The enemy had struck right at the moment after Phaethon's debt to Gannis had been canceled by Monomarchos' cleverness. Why? Because the Silent Ones had control of Xenophon, who was able to buy the debt from Wheel-of-Life, and take possession of the ship (which, had it not been for Monomarchos, would have gone to Gannis and been dismantled.)

All of this was meaningless unless they intended to capture the ship (and her pilot) intact.

This led to two possibilities. The less horrifying one to contemplate was that Xenophon did not actually intend to dismantle the ship. The other possibility spelled terrible danger for his friend Diomedes.

The Silent Ones had lost track of him after Victoria Lake (as had, apparently, the Hortators). But then Daphne, using private knowledge about him and about his tastes (which Nothing Sophotech, no matter how intelligent it was, could not have known or deduced) had found him.

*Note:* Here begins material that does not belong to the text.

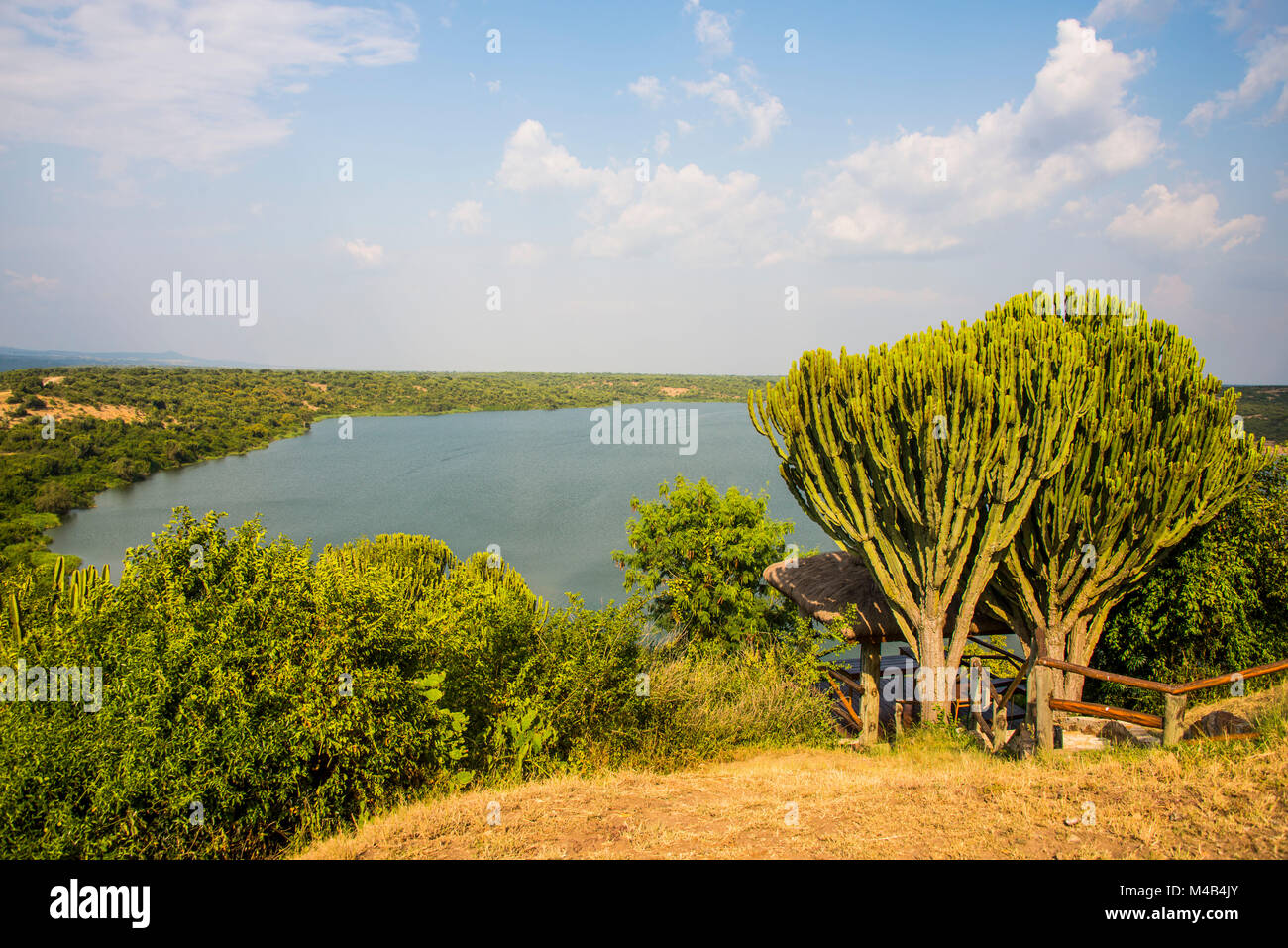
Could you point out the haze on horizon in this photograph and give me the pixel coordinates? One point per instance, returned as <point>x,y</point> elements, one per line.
<point>888,167</point>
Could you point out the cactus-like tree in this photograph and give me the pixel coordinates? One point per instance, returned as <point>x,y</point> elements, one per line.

And she had brought this Silent One agent, this construct or being or whatever it was, here. It had, during the journey, tampered with the noetic reader only just enough to deter a paranoid Phaethon from using it. When he had finally (and against all better judgment) decided to use it nonetheless, it had directed a beam of energy into the noetic unit's works to destroy the machine. Daphne's ring had detected the beam, and at that moment, the masquerade ended.